Indeed, there’s a not unfamiliar sense of feeling out of place. Eyes and faces follow you: a Doom- style billboarding effect on the characters augments self-consciousness, the mix of 2D people in a 3D world uncanny. “I think part of the ‘outsiderness’ is wanting to explore the things that people don’t feel comfortable about,” programmer Chris
Chappelear says. “Finding a setting that can create a level of comfort around that, as much as is possible. A lot of the time that doesn’t exist in reality, and so having it be at the end of the world helps with this idea that, okay, I might as well let it all out at this point.”

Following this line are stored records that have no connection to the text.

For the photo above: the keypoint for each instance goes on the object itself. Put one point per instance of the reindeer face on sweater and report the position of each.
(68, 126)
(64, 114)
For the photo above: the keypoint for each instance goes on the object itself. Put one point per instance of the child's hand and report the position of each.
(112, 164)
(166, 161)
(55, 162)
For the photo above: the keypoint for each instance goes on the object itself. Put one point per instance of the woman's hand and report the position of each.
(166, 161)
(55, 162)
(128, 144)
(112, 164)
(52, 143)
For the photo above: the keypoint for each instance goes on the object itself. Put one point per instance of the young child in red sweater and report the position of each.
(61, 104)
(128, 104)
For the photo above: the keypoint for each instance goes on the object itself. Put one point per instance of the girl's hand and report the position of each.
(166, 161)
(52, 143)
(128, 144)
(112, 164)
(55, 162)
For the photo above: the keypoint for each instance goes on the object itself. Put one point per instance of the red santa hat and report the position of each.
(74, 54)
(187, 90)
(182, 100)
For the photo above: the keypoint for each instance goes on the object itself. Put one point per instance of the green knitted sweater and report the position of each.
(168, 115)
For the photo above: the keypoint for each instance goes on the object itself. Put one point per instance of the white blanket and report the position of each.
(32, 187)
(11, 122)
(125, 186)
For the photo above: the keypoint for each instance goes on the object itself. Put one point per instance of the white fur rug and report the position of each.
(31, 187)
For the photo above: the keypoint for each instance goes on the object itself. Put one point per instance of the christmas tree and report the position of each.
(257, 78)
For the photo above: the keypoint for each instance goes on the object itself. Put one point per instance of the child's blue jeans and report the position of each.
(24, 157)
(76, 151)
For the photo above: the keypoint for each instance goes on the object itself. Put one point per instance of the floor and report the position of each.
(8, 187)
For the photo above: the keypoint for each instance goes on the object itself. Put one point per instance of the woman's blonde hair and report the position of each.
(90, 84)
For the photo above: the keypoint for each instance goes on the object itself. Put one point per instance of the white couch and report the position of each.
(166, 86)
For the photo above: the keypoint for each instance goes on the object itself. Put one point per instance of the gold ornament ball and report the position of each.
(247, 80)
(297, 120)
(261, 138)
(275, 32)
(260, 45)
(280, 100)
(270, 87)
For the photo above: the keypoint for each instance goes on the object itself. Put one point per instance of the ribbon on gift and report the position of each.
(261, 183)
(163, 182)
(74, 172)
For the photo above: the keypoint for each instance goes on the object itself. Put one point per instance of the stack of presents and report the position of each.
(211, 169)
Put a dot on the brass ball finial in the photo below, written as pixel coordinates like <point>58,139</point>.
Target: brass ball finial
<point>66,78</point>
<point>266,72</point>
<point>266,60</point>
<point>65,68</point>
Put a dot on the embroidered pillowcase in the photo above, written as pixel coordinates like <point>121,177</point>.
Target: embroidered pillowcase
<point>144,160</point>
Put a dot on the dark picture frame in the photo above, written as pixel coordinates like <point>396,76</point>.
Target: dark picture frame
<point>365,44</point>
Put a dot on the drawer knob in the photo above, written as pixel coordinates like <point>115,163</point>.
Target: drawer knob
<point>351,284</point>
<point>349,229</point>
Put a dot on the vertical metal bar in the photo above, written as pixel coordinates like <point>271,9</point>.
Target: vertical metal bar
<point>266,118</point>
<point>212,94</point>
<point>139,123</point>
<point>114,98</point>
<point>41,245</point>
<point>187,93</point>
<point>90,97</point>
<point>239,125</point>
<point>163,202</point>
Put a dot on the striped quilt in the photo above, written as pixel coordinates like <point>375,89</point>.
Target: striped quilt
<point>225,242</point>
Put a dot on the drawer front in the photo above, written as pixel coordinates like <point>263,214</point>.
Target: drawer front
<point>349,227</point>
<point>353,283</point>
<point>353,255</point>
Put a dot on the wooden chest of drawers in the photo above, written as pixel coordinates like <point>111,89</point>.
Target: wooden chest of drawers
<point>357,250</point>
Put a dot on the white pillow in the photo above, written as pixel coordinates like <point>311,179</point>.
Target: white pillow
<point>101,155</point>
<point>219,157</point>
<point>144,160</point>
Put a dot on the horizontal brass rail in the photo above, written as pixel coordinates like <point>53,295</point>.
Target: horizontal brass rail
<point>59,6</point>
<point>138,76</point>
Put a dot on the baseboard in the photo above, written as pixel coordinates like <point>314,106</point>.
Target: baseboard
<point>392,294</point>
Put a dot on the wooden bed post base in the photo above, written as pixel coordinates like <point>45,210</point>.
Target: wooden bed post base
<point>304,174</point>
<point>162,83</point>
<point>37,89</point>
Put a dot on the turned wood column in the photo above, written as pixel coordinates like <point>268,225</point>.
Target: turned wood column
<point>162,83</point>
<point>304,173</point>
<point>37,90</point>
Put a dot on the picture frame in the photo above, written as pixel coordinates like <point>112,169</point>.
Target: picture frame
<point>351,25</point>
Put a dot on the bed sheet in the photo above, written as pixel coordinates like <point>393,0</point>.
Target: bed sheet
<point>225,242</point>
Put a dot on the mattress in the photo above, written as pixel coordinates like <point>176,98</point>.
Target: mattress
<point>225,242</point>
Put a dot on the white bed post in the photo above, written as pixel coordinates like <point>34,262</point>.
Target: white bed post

Indeed, one minute we’re making polite chit-chat with an onion as goldfish swim around in its trousers; the next, listening to a man with a plate of eggs and bacon for a face reminisce about his childhood. We presume we’ve hit it off with Breakfast Head when we’re transported into his mind palace, where a mother bird nests peacefully with sentient eggs before presenting us with one filled with ‘Eggman’s Bacon Bits’.
It gets weirder – and steadily more heartfelt. A girl split between dimensions is having trouble reconciling the different parts of herself with the overwhelming choices available to her: we hop up platforms in her head towards a starry sky to meet the pieces of her personality. Another guest pulls us into a maze of bookshelves. At the end stands a strange, inconsolable creature lamenting a lost relationship – it’s slightly silly, but with a tinge of pain. Some spaces are comforting, others unsettling; sometimes they are both. Puzzles are narrative riddles rather than brainteasers, a way to physically work though whatever abstract, often mundane difficulty the character is trying to navigate.
And some of the guests at the party even ask about our life: the hopes, dreams and insecurities we may have. We find ourselves looking inward, prompted by these Barnum effect conversations with friendly symbols. “If you look at the way the writing is structured, it’s ambiguous,” Genevieve says. “It’s worded in such a way where it’s like, ‘This can apply to me, too.’ It’s a very aesthetic-heavy game, so it draws people in with its strange characters and creatures, and it kind of does this bait and switch. It’s bright and happylooking, and then it’s like, oh shit, it’s sad!” she laughs. “That’s exactly what we want – now you’re thinking about yourself.”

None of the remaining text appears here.